Ethnicity remains a central component of political relations in Kenya. For the longest time, regionalism was mooted as the perfect antidote to the liberal democratic phenomenon of the perpetual dictatorship of numerically larger ethnic communities. Some have even made calls for outright secession, dismissing unitary government in Africa as a western concept conceived under the influence of greed and socio- economic desperation. “It’s only right that each tribe went back to governing itself.”
While logically sound, such government is impossible where, in a country like ours, there are 42 tribes. But it is also true that, even with the introduction of federalism, national government remains the preserve of select few – with serious ramifications to the combined majority of the smaller tribes. Devolution has been chocked by counties’ reliance on national government. It has also done nothing to curb corruption, tribalism and bad governance. This is why we need a council presidency representing the 8 original provinces.
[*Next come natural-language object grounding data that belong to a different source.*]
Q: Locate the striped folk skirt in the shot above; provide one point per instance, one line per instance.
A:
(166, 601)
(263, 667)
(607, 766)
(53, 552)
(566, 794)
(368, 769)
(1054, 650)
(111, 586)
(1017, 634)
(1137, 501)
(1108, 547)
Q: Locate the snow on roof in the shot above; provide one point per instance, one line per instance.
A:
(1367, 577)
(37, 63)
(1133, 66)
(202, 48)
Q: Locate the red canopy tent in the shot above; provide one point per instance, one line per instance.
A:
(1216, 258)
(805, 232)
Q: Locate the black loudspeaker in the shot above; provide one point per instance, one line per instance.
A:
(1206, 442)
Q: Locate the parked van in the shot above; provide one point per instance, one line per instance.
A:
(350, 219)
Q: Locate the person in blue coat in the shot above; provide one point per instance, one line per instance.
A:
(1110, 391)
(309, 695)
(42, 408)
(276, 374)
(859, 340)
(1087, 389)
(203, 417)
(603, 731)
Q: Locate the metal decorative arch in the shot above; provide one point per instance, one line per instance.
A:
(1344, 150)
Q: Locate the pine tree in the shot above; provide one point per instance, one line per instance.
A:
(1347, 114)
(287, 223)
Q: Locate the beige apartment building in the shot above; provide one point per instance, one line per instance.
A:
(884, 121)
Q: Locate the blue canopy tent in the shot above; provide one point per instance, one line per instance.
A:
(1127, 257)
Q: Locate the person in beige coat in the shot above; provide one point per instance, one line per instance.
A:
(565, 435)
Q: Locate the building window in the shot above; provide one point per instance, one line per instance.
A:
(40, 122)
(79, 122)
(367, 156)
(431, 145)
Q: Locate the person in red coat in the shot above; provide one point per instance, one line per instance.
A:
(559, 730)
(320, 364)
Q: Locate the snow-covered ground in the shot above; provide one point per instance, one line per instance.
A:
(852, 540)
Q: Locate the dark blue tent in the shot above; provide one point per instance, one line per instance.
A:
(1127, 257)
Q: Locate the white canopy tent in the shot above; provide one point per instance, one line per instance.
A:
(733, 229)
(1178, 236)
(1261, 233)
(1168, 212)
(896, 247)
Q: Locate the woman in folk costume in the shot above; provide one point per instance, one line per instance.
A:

As it is with the Federal Council of Switzerland, members of the council should be equal in power and responsibility but with a ceremonial chair who is really, a first among equals. Council members from among themselves elect the chair for a single one-year term. He is to act as the face of the council. Deliberations should be made with the aid of a vote. Just as it happens in the Supreme Court, a tie of votes should mean the defeat of the contested motion. As the executive branch, members should be appointed through a competitive public process in the same manner the chief justice and his deputy is appointed. And though subject to parliamentary oversight, the council should enjoy a security of tenure.
Council presidency does not guarantee good government but it at least spreads the tokens of clientelism and political patronage amongst the represented tribes. An appointed presidency enjoying a security of tenure also means a presidency that is able to freely execute its mandate without fear of the political cost. In fact, a strong senate and the council greatly improve the chances of good governance.
The drafters of our Constitution borrowed heavily from the best democracies, but we are duty bound to find a system that fits our own situation.